TSB is implementing significant mortgage rate hikes.
- Residential and buy-to-let mortgages will see increases.
- Rates rise by up to 0.30% for shared ownership products.
- Existing customers face higher rates on fixed options.
- Changes are due to increased demand in the rental sector.
TSB has announced it will be raising interest rates across a range of its mortgage products effective from Friday, 15 November. This decision impacts both residential and buy-to-let mortgages, including product transfers and additional borrowing options. The increase in rates reflects the growing demand in the rental market and aims to align with current economic conditions.
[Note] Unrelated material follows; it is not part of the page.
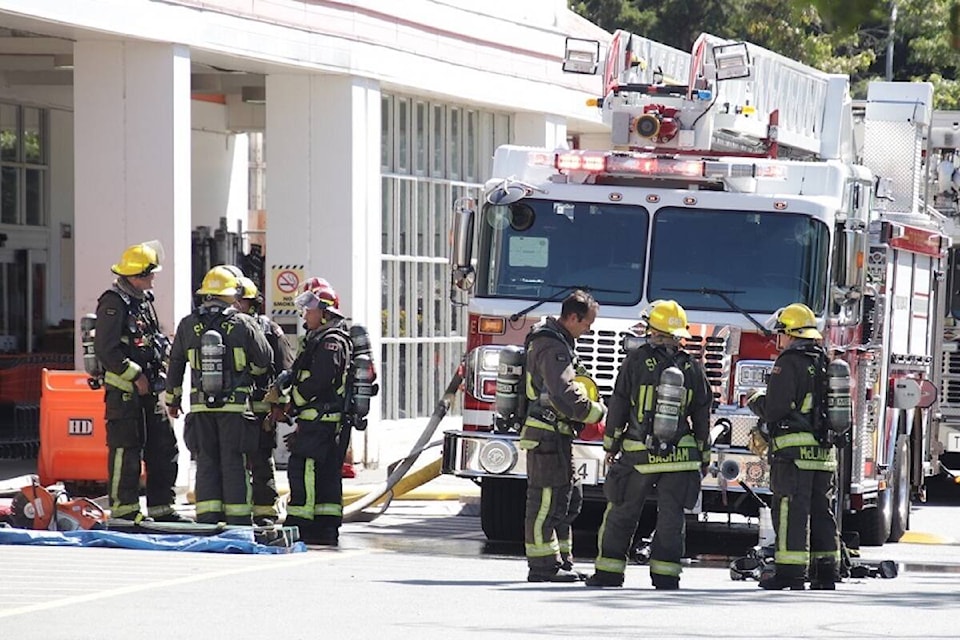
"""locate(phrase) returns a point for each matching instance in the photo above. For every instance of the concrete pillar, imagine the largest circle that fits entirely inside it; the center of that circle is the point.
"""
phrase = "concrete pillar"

Residential mortgage holders will experience a rate hike of up to 0.20% on 3-year fixed products intended for first-time buyers and home movers. Remortgage customers with loan-to-value ratios between 0% and 75% will also be subject to a similar increase. Selected shared ownership and shared equity products are set to see even higher rate increases, reaching up to 0.30%.
Within the buy-to-let sector, TSB is increasing rates by 0.30% for customers securing 2- or 5-year fixed loans for house purchases. Those remortgaging at loan-to-value ratios up to 75% will similarly face a rate hike. These adjustments apply to both new purchase and remortgage applications, as TSB responds to heightened demand within the rental sector.
Existing TSB customers looking to transfer their mortgages will see rates rise by 0.10% on residential 2-, 3-, and 5-year fixed options up to 75% loan-to-value. Buy-to-let customers on a 5-year fixed product transfer plan, within a 60% to 75% loan-to-value range, will also encounter a 0.10% increase. Additional borrowing products are not exempt from these changes, with both residential and buy-to-let fixed-rate options seeing a 0.10% increase on selected terms.
These rate adjustments by TSB reflect ongoing challenges in the mortgage market.